The Kansas State Fair won the first round in its free speech dispute with People for the Ethical Treatment of Animals (PETA).
U.S. District Judge J. Thomas Marten, Wichita, Kan., ruled Tuesday the fair is a so-called “limited public forum,” and that fair officials acted reasonably in requiring PETA to shield people walking by its booth from easily seeing the group’s “educational video.”
But the judge also denied a motion by the state to dismiss PETA's lawsuit.
The state of Kansas was represented by the office of Attorney General Derek Schmidt.
PETA sued the Kansas State Fair and the fair’s general manager, claiming restrictions violated the group’s free speech rights. At issue was a 13-minute video containing undercover images from slaughterhouses and large farms.
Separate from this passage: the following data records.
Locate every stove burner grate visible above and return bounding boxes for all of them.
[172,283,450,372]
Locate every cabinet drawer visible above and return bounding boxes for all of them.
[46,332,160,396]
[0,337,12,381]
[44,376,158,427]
The video, narrated by ex-Beatle and vegetarian Paul McCartney, is described as “gruesome” by PETA.
PETA issued a statement in response to the ruling.
“The Kansas State Fair's requirement that PETA hide its video from fairgoers is like the Wizard of Oz telling Dorothy that she can't look behind the curtain,” the statement said. “We believe the First Amendment means that we can show our video without limitation to reveal what the animal agriculture industry wishes no one would see—that animals confined in filth on factory farms are routinely beaten and kicked by workers and have their throats cut open while they're still conscious at the slaughterhouse. We are considering an appeal of today's ruling.”